Front Mission Evolved review

Japanese publishers have been singing the “I Wan’na Be Like You (The Monkey Song)” song from The Jungle Book for the past few years and it’s no longer flattering. Instead of borrowing elements and making them their own, the publishers have opted to assimilate and attempt to hide within the Western crowd. Herein lies the problem with Front Mission Evolved: It wants to be so much more than it has been in the past and ends up stalling at the starting line.

As somewhat of an experiment, Front Mission has left its tactical-RPG roots and, instead, Double Helix Games opted to take it down the route of an arcade third-person shooter, which is flawed in almost every area that doesn’t involve the 5-6 minute opening cinematic.

Let’s go ahead and tackle the few elements that stand out above the piles upon piles of garbage that litter Front Mission Evolved. If cardboard medals were handed out to development teams for at least attempting something different, then Double Helix deserves one since it’s refreshing to see a break away from the strategic roots of Front Mission, even if it’s terrible in the long run. So there: Double Helix, rejoice as you have a paper title that doesn’t mean much outside of its “thanks for trying” mantra.

Now, the main problem that plagued Front Mission Evolved was its over the top and ridiculous storytelling that was only outdone by its one-note characters. If the team was attempting to provide the video game equivalent of a shoddy Saturday morning cartoon, then mission accomplished. The dialogue and voice acting are among the worst I have experienced in 2010. What’s even worse is how every boss through the first half escapes with an “I’ll get you, my pretty, and your little dog, too!” speech. It’s cliche. It’s monotonous. It’s downright embarrassing!

Beyond the stereotypical storyline of a world power desperate for control, Front Mission Evolved involves standard controls, tedious gameplay, unwelcoming multiplayer, and ugly visuals.

The standard controls are at least a facet that players can work with. The mechs are light on their feet — or should I call them joints? — and have the ability to speed around maps with a boost or hover with a jet pack. Generally, the mechs are the highlight of the title, although Double Helix thought it was important to include combat from the perspective of a human, which serves to be the worst combat within the game. Both the mechs and human portions control differently, as they should, but switching from one to the other is often foreign and raises the question: Whose bright idea was it to include foot combat?

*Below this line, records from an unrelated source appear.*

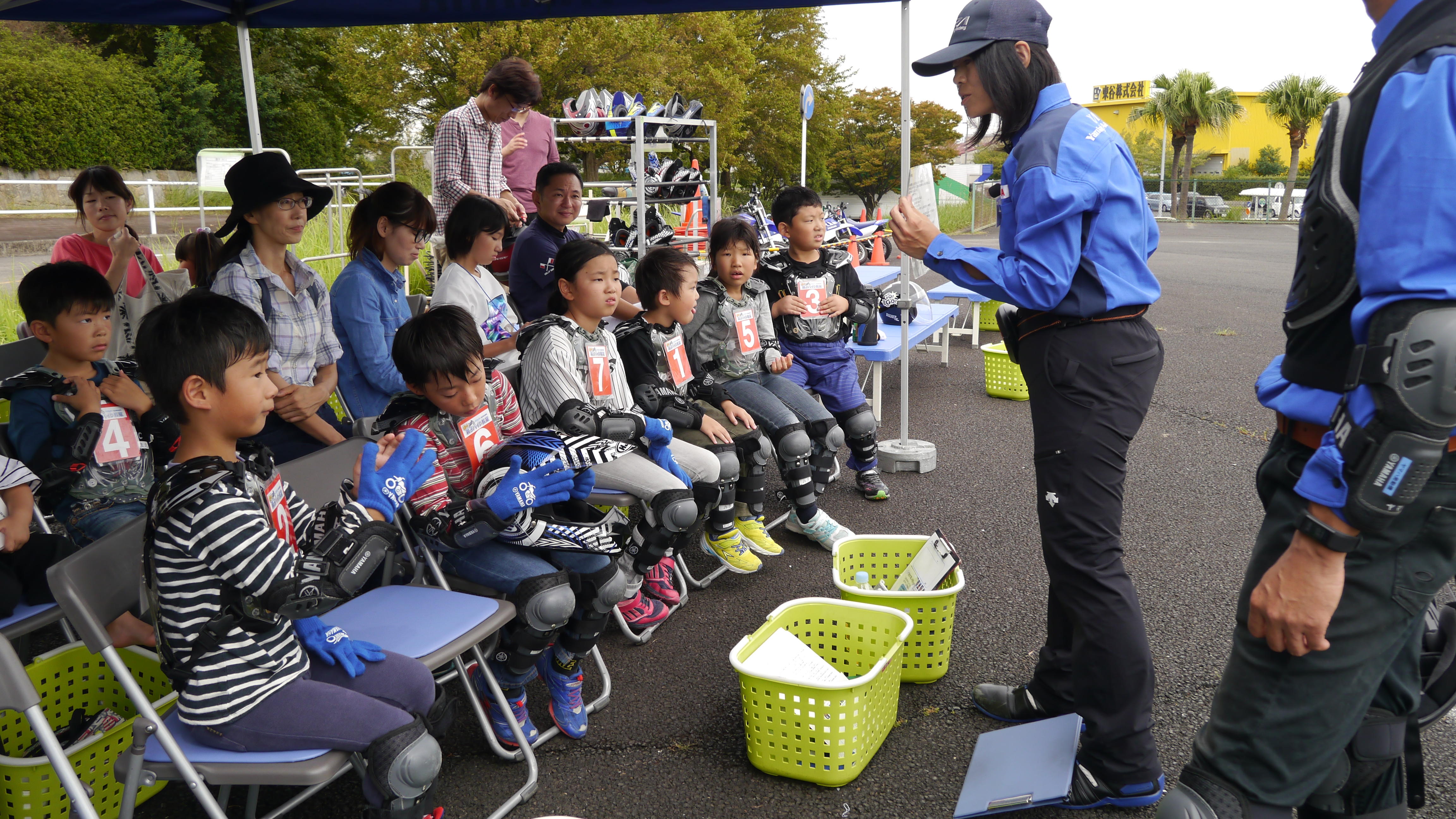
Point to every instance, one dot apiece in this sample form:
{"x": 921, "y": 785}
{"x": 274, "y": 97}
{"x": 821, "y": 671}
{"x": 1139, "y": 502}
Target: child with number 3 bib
{"x": 733, "y": 343}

The trite gameplay is one of amazement. It’s obvious that the concept behind Front Mission Evolved had potential, but the illusion of quality dissipates in a very short time. The skating ability (boost function) does aid in running through the levels at high speeds and potentially skipping the repetitive firefights, but it’s not enough to overlook the straightforward customization options that are limited based by the weight and power of the mech. If one wants to advance through Front MIssion Evolved in record time, I suggest skating through the levels and, if stopped for combat, use the melee weapon to dispose of the pesky enemies.

Competitive multiplayer is definitely not the strong suit of Front Mission Evolved. It features the typical deathmatch and capture the flag modes, so don’t enter hoping for innovation. Instead, expect the bare minimum as Double Helix hardly went to any lengths to keep players wrapped up beyond the single-player experience.

One look at the game in motion and it’s painfully obvious that Front Mission Evolved couldn’t be more outdated if it tried. The textures are atrocious and loading screens will test the patience of the most stalwart gamers. It ultimately asks: “How long are you willing wade through the garbage to hopefully stumble upon a gem?” The answer to the question doesn’t matter since it serves as a ploy. The truth of the matter is that there’s not a single redeeming factor to Front Mission Evolved.